Scissors, Paper, God


I had a box of them. Mary Poppins, with Jane and Michael, Samantha from Bewitched, the perfunctory bridal party so many girls in the early 60's had. On and on. I can't remember what others were there but, unlike my limited Barbie collection (didn't Barbie cost an astronomical amount of money in the `60's?), I could actually perform The Sound of Music with my paper dolls because I had enough of them.

Then I discovered my mother's wrapping paper and starting making clothes for them with whatever didn't reek too much of mistletoe.

It would not surprise you to know, then, that I still love cutting things out of magazines and catalogues.

The point of the Third Step, which is the same for all 12-step programs ("Made a decision to turn my will and my life over to the will of God as I understood God") is to first make some decisions about God or a higher power and then cast one's fate to it.

My sponsor and I have had several conversations now that have hinged on me playing God. The first was my rage at having relapsed. The second came up in a conversation about how to approach the Dreaded Fourth Step ("Made a searching and fearless moral inventory of ourselves"). "How could I have two crazy bosses in a row?
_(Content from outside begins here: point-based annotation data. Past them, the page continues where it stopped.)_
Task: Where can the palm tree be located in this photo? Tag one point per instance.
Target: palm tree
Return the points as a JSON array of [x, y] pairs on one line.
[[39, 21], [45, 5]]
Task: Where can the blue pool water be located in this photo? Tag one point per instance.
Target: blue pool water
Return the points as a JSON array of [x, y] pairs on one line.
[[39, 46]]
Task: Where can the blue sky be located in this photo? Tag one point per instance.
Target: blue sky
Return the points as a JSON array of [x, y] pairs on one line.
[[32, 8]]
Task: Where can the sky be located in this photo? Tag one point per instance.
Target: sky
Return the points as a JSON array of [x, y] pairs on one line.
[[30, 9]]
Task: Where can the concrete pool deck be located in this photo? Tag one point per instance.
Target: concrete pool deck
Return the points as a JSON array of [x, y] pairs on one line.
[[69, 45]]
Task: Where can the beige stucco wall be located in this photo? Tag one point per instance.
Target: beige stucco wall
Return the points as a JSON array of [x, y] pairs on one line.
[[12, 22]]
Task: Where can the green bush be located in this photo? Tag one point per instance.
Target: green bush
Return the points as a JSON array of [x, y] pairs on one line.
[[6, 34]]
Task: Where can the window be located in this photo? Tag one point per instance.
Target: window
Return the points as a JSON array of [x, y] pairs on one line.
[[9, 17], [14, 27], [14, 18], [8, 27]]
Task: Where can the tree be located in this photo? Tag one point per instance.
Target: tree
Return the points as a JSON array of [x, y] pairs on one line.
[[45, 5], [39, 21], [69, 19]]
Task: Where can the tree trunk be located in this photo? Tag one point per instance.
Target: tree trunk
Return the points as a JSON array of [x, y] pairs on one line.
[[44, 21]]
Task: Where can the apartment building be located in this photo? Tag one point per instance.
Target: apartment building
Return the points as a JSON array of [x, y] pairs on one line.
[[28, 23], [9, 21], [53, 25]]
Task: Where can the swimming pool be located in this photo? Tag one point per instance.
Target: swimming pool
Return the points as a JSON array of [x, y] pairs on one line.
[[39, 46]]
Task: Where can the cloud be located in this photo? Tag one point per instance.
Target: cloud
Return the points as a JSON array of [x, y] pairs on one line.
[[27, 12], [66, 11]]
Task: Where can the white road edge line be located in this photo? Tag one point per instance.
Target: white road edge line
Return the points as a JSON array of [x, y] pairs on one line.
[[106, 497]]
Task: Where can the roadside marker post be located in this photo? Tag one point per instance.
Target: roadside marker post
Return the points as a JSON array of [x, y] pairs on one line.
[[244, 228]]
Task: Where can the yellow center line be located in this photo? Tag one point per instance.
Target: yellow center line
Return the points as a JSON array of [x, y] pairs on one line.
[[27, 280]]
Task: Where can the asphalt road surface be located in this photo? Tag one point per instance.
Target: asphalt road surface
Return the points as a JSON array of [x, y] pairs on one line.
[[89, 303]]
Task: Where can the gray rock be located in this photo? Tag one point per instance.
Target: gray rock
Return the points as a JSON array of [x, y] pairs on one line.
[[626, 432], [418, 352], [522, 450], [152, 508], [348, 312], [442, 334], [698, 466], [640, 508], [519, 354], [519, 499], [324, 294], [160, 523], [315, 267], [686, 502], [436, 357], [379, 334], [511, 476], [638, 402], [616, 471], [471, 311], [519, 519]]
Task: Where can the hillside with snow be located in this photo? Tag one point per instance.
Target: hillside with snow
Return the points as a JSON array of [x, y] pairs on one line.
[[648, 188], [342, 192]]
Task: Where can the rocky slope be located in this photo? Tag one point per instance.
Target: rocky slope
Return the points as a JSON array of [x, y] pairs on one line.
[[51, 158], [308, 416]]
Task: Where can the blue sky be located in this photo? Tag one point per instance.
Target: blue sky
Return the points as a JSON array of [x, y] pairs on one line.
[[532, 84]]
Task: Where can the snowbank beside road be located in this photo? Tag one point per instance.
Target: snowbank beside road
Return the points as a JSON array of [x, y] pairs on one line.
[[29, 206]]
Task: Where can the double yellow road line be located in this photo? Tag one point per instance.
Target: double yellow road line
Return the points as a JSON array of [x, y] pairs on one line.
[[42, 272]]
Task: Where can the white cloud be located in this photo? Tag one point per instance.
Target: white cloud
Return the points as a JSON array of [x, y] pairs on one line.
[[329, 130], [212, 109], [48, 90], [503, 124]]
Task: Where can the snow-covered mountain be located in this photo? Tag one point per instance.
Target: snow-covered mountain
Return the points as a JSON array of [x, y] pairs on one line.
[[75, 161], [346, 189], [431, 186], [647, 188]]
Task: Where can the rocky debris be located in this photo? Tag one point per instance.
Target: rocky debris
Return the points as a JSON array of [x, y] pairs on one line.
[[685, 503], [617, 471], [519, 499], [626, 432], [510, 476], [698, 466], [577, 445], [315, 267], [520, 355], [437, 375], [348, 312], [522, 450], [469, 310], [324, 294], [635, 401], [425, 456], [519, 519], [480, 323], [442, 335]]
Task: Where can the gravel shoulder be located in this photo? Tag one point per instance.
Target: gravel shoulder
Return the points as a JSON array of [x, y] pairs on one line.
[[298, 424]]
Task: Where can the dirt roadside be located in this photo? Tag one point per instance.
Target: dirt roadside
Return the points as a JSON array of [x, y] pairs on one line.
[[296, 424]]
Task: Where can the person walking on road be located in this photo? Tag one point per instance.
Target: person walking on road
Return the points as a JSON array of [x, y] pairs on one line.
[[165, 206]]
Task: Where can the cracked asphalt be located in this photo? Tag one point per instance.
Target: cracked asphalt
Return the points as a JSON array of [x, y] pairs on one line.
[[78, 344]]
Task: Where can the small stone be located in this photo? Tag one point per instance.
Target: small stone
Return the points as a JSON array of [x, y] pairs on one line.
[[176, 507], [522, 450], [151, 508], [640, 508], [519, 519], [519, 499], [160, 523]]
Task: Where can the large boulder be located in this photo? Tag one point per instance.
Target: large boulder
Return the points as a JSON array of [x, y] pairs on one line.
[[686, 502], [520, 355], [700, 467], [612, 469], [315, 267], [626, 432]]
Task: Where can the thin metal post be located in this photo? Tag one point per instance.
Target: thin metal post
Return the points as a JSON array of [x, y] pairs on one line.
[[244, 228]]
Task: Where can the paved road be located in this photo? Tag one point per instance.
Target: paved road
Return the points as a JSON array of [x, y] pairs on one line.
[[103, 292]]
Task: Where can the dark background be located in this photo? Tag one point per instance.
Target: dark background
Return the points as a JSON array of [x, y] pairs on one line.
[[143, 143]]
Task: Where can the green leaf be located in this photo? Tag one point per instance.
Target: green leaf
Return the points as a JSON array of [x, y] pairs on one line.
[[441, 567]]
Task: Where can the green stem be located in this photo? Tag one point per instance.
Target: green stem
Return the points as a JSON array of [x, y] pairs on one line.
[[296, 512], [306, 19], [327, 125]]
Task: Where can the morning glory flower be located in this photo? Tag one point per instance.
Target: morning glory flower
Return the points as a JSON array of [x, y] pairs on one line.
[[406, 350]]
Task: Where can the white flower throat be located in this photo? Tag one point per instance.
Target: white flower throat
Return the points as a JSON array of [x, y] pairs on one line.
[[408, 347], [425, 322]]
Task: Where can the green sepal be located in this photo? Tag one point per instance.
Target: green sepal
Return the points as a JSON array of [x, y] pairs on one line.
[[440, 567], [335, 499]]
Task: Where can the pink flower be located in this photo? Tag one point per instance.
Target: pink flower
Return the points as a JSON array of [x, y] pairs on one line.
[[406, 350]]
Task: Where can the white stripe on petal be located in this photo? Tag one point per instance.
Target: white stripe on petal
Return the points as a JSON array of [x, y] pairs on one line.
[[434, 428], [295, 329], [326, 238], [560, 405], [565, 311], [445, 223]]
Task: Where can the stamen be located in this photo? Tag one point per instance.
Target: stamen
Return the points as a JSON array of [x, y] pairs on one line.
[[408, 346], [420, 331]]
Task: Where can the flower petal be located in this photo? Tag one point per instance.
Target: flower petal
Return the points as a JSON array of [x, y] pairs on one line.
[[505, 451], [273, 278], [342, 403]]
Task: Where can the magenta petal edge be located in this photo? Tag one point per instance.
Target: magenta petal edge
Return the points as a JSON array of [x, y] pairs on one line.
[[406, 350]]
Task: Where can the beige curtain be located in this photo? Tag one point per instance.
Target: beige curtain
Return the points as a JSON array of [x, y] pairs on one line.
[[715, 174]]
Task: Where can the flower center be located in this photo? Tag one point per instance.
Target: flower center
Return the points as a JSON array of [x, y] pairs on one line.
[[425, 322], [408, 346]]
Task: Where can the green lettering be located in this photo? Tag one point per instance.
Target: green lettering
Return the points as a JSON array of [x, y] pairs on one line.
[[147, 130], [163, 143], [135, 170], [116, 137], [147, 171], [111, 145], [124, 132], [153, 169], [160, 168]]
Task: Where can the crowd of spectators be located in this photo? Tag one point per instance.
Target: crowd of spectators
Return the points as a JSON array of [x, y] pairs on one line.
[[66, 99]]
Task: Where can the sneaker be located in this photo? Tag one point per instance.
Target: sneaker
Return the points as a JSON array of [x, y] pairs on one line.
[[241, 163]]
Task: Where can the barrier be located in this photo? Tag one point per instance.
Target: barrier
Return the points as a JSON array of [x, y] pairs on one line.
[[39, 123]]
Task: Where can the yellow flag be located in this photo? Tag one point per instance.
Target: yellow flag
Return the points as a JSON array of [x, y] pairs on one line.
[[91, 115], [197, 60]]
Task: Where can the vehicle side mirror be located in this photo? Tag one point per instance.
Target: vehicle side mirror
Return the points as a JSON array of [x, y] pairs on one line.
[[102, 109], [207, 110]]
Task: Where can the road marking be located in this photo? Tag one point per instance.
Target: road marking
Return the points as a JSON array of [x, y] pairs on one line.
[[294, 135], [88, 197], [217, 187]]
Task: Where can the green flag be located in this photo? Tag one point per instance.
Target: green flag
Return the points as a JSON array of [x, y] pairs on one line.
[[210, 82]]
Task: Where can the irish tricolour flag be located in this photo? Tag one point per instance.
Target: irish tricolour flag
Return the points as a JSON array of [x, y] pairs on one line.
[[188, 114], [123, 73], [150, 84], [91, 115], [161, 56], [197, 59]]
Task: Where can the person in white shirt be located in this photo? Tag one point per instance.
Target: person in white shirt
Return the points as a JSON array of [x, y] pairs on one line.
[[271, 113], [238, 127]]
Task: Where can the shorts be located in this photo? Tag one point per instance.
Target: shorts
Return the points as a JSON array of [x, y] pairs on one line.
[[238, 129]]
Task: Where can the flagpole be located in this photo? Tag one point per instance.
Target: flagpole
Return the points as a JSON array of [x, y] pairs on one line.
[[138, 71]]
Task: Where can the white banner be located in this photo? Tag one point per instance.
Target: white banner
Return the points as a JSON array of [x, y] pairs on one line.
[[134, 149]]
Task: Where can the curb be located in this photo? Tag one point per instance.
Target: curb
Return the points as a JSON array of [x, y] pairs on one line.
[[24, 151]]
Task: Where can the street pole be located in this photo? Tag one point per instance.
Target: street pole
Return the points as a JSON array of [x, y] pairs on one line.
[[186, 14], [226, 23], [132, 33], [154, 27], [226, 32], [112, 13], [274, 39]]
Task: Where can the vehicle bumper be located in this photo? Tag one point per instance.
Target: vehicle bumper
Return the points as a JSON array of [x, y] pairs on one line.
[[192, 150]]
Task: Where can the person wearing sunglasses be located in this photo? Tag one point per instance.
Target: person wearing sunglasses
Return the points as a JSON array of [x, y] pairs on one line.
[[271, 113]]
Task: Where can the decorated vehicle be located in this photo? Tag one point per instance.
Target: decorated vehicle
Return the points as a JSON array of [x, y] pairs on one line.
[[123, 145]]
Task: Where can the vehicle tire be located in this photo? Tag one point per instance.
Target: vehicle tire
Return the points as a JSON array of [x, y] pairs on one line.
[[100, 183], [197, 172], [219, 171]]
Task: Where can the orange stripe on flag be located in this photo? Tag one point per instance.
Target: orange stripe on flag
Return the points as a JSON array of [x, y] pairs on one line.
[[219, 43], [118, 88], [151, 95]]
It must have been me." After the first go-around of being so angry at myself for relapsing, I caught myself. Who am I to say it was me or it was them? Who am I to say I was naive and unable to establish an adult relationship with either of them? Those are judgment calls. Is someone who will tuck her nightgown into sweatpants and run out to the deli in the rain really in a position to make judgments about herself, let alone anyone else?

Let alone my fondness for paper dolls.

I'm sure I've written about my Catholic School Girl Concept of God, which is best sung to the tune, "You Better Not Pout". My sponsor is all too familiar with it. I've tried a buddy God I called Ralph for a while. I've tried to integrate myself back into the Church. I've tried various saints. And then I relapse. Or feel crummy about wasting my life with online games. Or watch a marathon of America's Next Top Model, God save me.

When I first went into the Rooms, I made what is known there as a "God box". It can be anything -- a paper bag, a shoe box, a jar, whatever. The idea is that when something Big happens (a fight with a friend, a resentment, a decision to be made: whatever troubles the waters), you write it down and stick it in the vessel of choice. I, of course, saw this as an opportunity to play paper dolls.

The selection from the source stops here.